THE BEWILDERED: Salvation! There are a few, wandering about looking confused, blinking, rubbing eyes and on occasion staring open mouthed. The frown is one of questioning rather than a greeting. What the hell is going on here? Did she really just say that? Is that guy actually going to park there? When did it become OK for old people to sit down on a sofa and expect to be waited on hand and foot in M&S food hall?…by several staff and a tired looking taxi driver?????????
- Building works. COMING SOON Luxury, Stylish, Stunning collection of new 2, 3, 4 AND 5 bedroom homes. COMING SOON road closures, temporary traffic lights and endless construction noise. COMING SOON two beautiful purpose built retirement villages. COMING SOON another stunning collection of deluxe office spaces.
- Ongoing variable noise. If you like noise, queuing and traffic, move here immediately. You’re going to love it. Walking home from work last week, the traffic was so loud; I put in my headphones and cranked the volume up to max, and couldn’t hear a bloody word of the Audiobook I wanted to listen to, this was the case for the entire 20 minute walk.
- Very little in the way of employment, most people have to work in London, Brighton, Gatwick or Crawley. The train station is a sight to behold at 7.30am. People genuinely appear relieved to be going to work, via a delayed train, on a wet Monday morning.
- Selection of chain places to eat/and or drink, including Prezzo on ‘The Broadway’ (OH the glamour!). The indie cafe in the park is called Tories. I think this is because it is situated in Victoria Park.

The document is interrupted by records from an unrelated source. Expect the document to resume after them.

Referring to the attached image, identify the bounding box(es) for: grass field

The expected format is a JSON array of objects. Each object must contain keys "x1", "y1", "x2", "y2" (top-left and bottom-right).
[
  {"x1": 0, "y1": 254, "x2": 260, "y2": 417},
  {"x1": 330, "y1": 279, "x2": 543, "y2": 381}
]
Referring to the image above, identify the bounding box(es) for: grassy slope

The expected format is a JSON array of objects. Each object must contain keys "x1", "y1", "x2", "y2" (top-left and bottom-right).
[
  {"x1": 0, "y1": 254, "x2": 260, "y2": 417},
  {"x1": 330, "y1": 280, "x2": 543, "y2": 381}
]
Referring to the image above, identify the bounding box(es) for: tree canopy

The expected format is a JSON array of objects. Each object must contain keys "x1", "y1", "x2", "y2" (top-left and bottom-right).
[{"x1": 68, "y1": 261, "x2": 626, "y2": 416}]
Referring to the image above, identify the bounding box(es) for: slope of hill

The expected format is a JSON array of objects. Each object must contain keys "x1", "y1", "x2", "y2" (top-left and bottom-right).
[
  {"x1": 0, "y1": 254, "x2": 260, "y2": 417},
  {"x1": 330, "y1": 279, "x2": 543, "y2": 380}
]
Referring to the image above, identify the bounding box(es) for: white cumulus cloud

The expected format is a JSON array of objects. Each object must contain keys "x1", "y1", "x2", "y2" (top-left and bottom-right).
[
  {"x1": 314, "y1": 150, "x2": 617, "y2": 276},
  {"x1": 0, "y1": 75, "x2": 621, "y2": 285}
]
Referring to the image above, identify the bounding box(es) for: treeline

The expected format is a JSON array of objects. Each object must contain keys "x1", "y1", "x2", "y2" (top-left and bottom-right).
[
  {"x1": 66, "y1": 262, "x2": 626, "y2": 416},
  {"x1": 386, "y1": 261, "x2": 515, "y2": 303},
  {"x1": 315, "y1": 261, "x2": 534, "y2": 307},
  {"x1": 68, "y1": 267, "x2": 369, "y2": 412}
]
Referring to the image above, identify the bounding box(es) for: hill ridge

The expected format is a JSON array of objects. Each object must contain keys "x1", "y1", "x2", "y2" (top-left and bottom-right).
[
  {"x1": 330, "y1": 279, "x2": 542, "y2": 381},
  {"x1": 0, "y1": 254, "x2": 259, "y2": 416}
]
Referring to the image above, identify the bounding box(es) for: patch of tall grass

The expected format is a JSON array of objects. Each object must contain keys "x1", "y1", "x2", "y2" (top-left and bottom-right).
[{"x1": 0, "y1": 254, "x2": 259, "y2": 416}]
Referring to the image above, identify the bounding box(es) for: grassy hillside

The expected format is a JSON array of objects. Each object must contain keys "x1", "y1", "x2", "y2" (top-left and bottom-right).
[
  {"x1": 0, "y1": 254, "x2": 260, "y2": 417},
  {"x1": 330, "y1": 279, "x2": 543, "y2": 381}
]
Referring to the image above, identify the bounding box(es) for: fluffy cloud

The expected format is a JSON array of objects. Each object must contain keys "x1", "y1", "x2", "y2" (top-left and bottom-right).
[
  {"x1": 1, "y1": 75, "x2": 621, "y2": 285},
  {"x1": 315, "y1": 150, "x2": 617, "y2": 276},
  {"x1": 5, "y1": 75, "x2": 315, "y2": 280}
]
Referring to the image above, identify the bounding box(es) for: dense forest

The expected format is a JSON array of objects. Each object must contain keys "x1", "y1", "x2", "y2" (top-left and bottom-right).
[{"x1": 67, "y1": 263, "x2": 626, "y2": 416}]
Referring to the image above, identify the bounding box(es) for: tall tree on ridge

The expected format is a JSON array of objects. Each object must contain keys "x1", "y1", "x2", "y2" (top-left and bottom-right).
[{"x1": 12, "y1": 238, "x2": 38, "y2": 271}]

- Health. Always people running. All times of day. All weathers. In special running clothes i.e. shorts/lycra/headband/water bottle with hold hole/matching stuff/expensive trainers/arm iPod thingy/running watch. Basically any leisure activity must become competitive in some way. Nobody looks like they are enjoying themselves. It’s not sport, it’s training.
There was an ‘art installation’ a few years ago, it consisted of a replica model steam train parked in the middle of a roundabout, it made ‘choo choo chuffing’ sounds at intervals, a whistle would blow sometimes, this was a recording played on a loop inside the engine cab, the whole ‘installation’ was badly fenced off. Tribute acts and cover bands play fairly frequently at local venues. One film a month shown at a local Hall. The most difficult part is finding the motivation to go and do anything. Even a weekly shop becomes a stressful ordeal. There are more options if you happen to be over 60.